Recently, Congress decided that sales-tax deductions should be a tax break that you are allotted permanently. However, it’s often forgotten about, and underutilized. As a taxpayer, if you chose to itemize your deductions on a Form 1040, you can do one of two options. You can either:
- Deduct state and local income taxes, or;
- Deduct state and local sales tax
You can’t deduct both, so you are required to choose. In states where there is no state income tax, such as Florida, Texas, Washington, Nevada, South Dakota, and Wyoming, this deduction can be especially beneficial. Tennessee applies taxes on dividends and interest only, meaning that wages or earning are not taxed.

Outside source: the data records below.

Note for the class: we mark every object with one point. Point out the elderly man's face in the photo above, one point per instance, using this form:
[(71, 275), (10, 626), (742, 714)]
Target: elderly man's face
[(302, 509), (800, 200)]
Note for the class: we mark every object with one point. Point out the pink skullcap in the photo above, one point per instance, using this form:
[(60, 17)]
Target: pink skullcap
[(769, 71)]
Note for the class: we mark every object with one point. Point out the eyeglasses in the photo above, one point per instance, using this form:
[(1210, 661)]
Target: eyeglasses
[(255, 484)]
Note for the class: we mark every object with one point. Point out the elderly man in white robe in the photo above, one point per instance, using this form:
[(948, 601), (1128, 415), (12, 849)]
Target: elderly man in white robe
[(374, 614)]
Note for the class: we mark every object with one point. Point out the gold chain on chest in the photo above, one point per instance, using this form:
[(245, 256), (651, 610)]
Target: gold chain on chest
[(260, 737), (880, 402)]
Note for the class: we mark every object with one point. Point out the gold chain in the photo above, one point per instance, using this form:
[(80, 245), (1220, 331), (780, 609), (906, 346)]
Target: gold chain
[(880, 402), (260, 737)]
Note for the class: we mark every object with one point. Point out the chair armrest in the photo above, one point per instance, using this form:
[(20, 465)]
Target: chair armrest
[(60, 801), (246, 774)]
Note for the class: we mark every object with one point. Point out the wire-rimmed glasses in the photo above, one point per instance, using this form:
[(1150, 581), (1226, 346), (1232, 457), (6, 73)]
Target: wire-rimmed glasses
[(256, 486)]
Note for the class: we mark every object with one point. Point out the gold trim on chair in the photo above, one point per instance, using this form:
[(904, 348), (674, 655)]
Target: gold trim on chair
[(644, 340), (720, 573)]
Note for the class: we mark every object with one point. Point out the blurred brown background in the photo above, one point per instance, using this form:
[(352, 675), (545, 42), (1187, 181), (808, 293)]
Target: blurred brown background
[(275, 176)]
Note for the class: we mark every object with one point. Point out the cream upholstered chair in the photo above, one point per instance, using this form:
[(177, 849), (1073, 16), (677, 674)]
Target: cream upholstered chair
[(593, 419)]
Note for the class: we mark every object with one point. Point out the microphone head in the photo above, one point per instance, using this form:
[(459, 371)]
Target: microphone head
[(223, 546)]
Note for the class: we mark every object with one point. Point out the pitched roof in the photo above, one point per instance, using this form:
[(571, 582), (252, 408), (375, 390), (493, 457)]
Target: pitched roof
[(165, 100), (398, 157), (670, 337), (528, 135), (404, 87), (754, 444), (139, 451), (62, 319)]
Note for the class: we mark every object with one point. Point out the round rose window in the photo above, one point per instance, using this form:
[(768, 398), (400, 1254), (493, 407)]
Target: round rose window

Alaska and New Hampshire also doesn’t apply income tax to earnings, and sales tax is not levied.
While this tax break is great for residents of the above listed states, it doesn’t mean that they are the only ones who can benefit. Taxpayers in other states can sometimes find that the sales-tax deduction is more valuable than deducting state income tax.
Calculating sales tax deductions can sometimes become complicated. You can use all your receipts and total the amount of sales tax you paid throughout the year, but if you haven’t saved your receipts, you may still be able to claim the deduction. The IRS has a special Sales Tax Deduction Calculator which can help you determine your deduction amount.